Examples of how we work with our clients:

  • Create modular infrastructures for various technology services providing multiple service options for use by clients for in-house contract administration and conduct related in-house training.  These efforts shorten the contracting cycle and encourage good contracting practices.

  • Coordinate negotiations of significant technology contracts with in-house counsel from multiple legal areas.

  • Build client- and industry-specific technology contracts legal teams, which encourages continuity and efficiencies in services.

  • Provide analysis of historical contract risk management and recommendations for improvement.  Clients receive a market sense of appropriate and “best practices” risk management legal protections.

Representative transactions:

  • Represented e-sourcing service providers, e-sourcing companies, and e- sourcing bidders in numerous transactions.
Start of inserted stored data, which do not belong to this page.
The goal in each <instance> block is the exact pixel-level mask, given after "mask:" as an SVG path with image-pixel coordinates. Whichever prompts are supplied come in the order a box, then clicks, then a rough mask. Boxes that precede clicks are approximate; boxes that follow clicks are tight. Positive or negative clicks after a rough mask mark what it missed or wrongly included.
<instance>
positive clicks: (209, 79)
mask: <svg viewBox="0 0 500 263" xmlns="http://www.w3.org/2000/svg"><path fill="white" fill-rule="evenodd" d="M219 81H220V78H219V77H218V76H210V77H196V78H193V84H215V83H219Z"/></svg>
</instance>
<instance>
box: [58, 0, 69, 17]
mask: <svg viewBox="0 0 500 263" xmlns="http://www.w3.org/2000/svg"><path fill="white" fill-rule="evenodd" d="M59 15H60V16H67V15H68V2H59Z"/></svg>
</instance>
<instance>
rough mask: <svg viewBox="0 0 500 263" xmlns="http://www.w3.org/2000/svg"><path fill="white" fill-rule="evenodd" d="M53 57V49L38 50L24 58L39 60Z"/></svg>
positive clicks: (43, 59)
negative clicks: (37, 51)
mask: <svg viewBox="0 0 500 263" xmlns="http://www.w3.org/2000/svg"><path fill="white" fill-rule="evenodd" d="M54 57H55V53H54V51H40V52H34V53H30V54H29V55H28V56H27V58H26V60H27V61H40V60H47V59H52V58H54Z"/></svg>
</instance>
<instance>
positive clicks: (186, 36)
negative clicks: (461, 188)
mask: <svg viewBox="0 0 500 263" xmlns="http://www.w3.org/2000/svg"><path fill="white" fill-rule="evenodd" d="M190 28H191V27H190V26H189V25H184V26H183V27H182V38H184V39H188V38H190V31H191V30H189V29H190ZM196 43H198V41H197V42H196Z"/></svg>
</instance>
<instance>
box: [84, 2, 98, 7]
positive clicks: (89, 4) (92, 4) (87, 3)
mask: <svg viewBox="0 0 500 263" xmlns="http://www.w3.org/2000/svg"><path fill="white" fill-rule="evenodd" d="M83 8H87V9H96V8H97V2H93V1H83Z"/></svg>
  • Negotiated integrated supply management agreements incorporating technology licensing between a major integrated supply manager and large manufacturers.

  • Replicated within a few months the entire technology infrastructure of a major manufacturing corporation as part of a significant asset spin-off.
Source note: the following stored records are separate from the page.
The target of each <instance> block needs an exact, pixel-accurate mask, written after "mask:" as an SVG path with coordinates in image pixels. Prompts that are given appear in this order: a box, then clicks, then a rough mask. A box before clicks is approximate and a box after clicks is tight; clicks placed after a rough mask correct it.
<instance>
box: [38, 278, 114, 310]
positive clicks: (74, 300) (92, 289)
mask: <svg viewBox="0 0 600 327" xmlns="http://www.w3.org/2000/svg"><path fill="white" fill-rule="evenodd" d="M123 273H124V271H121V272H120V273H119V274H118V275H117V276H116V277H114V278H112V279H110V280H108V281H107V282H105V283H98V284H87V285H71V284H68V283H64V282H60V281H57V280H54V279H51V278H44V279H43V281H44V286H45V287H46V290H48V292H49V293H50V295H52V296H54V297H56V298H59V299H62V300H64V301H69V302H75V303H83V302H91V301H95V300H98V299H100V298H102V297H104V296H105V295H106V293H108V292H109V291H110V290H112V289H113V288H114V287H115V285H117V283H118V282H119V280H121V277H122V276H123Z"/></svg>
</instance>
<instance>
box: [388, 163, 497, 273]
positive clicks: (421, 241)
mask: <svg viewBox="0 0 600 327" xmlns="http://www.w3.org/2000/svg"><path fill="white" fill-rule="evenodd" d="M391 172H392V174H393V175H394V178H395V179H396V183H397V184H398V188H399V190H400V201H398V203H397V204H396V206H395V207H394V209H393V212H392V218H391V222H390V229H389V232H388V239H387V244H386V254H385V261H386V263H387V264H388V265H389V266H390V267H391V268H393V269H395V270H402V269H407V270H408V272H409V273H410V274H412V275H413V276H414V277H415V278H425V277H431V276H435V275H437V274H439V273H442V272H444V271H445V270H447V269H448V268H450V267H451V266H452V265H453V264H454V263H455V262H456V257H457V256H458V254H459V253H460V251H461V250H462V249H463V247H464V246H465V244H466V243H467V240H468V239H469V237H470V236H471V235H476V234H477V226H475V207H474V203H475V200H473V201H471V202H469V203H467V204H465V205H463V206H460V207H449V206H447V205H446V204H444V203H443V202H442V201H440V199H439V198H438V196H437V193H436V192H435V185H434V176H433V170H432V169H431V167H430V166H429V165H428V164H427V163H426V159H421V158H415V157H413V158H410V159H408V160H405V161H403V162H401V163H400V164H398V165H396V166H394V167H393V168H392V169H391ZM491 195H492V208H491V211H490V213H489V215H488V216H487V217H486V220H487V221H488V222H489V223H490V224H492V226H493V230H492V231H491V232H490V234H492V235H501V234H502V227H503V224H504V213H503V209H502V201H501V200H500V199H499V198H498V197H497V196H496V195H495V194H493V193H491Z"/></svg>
  • Negotiated numerous international business process outsourcing contracts within various industries, including the financial services industry.

  • Negotiated supply chain agreements on behalf of buyers and sellers of a wide variety of products.

  • Represented manufacturers, distributors, and resellers in various national and international distribution arrangements in numerous industries, including information technology, biotechnology, and advanced manufacturing.

  • Negotiated compliance, data processing and business processes software licenses for a variety of financial services clients.

IP Audits
K&L Gates assists clients to assess the strength of their intellectual property assets, including copyrights, trademarks, trade secrets and patents, and to identify potential issues regarding those assets. These assessments may be for internal audit purposes or for the purposes of evaluating existing or potential investments in technology companies, or other companies with meaningful intellectual property assets. We analyze whether the company in question owns or has sufficient rights to the intellectual property assets that are essential to its business, and identify any significant risks associated with the company’s use of intellectual property and, where appropriate, its related e-commerce business practices. K&L Gates also assists clients in resolving issues identified through the audit process.

IP Due Diligence — Including Information and Electronic Due Diligence
Sometimes it is vital to determine whether a company owns or has sufficient rights to use intellectual property, such as in a merger or when a company desires to obtain a license for critical IP. K&L Gates lawyers help identify potential issues that might significantly affect the ability of the company, to acquire sufficient rights or to market its products. These issues include: employee and independent contract agreements, nondisclosure agreements, exclusivity arrangements, open source and other license restrictions, standards, IP restrictions, and distribution agreements.

The IP practice group at K&L Gates is also increasing its focus on a less developed phase of due diligence, what we call “Non-Intellectual Property/Electronic” due diligence (“E-DD”). Although intellectual property issues remain relevant, in E-DD the focus is on information that tends not to have intellectual property protection (such as data) and on issues arising from doing business electronically such that computer information exists or is collected, held, used or discarded. Numerous new laws create a need for E-DD because they can have as much, or more influence on acquired (or lost) value or rights than the subjects of traditional or intellectual property due diligence. Electronic commerce and our information economy also creates a need to take another look at traditional language to see whether it fits the new economy (e.g., words like “sale” and “property” are out of step in a world of licensing or assets that are not necessarily “property”).

The lawyers in the IP practice group at K&L Gates are experienced in helping clients conduct due diligence and IP audits and also help them develop and apply E-DD concepts.